Online grocery shopping has been slow to catch on in the Australian market, even as local online shopping as a whole has exploded in popularity over the past five years, however, this is expected to change in 2015, with IbisWorld estimating revenue growth of 14.6 per cent for the year.
IbisWorld senior industry analyst, David Whytcross, says this increase is due to time conscious consumers increasingly realising the benefits of online grocery shopping, with options such as click and collect expected to also rise this year.
“The increased prevalence of click and collect options and greater comfort with purchasing perishable items like fresh fruit online are expected to boost industry revenue over the coming year,” Whytcross said.
Fast fashion stores have been expanding rapidly across Australia and while the industry was previously dominated by Australian mainstay Cotton On, international operators including Zara, Topshop, H&M, Uniqlo, and Forever 21 have taken the country by storm over the past 12 months.

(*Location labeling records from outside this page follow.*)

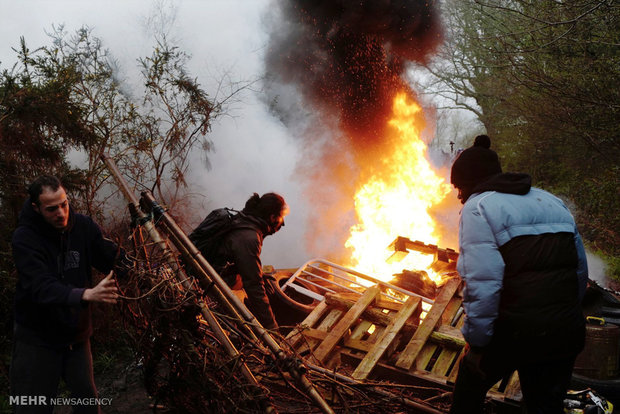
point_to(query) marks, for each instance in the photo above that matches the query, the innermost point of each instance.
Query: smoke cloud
(333, 68)
(346, 58)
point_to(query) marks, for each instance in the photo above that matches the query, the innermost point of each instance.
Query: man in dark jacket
(238, 256)
(525, 273)
(54, 249)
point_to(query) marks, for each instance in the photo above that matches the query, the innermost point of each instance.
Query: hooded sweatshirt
(54, 269)
(240, 250)
(525, 270)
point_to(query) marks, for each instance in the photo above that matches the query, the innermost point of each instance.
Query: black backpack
(208, 236)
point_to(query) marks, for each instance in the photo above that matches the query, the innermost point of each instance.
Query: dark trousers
(543, 383)
(36, 372)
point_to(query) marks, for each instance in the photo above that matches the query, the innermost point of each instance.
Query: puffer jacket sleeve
(35, 274)
(481, 266)
(246, 245)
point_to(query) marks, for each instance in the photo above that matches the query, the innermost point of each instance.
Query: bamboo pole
(419, 407)
(293, 366)
(170, 260)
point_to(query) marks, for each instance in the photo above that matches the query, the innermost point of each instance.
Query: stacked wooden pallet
(383, 339)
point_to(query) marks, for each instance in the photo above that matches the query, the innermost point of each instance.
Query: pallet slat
(345, 323)
(377, 351)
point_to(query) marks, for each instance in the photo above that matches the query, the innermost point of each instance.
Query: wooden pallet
(401, 338)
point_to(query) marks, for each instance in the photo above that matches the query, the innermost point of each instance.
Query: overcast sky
(253, 151)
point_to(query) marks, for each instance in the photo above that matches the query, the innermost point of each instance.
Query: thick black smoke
(346, 57)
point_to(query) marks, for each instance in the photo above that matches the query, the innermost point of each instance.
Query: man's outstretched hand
(105, 291)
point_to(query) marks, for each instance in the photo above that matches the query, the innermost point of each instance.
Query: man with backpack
(232, 244)
(525, 271)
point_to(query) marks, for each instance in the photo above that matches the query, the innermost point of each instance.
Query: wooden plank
(455, 369)
(424, 356)
(361, 329)
(444, 361)
(451, 310)
(295, 335)
(398, 321)
(355, 344)
(427, 326)
(333, 315)
(513, 389)
(310, 320)
(374, 314)
(345, 323)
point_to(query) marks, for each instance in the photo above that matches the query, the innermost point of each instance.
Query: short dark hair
(36, 187)
(265, 206)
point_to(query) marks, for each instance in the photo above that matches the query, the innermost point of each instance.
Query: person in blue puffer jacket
(525, 273)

Spanish retail chain, Zara, is expected to continue its phenomenal growth, while 2015 will be the first full calendar year of Australian operations for H&M, Uniqlo and Forever 21, leading to projected industry revenue growth of 10.4 per cent over the year to $1.35 billion.
“Zara posted exponential revenue growth with extremely high retail profit margins over its first three years of operation in Australia, and IbisWorld expects this growth to continue in 2015,” Whytcross said.
“The rousing success of the grand openings of H&M and Uniqlo in Melbourne in April 2014 is expected to result in similar growth for these stores, which will generate significant growth for the overall fast fashion industry.”
While some industries are set for significant growth, there are many that will be dreading the year ahead. Petroleum exploration is tipped to be the biggest loser in 2015 as oil prices plunge, while mining and construction machinery manufacturing, cigarette manufacturing, motion picture and video distribution, and electricity distribution are all expected to endure a difficult year.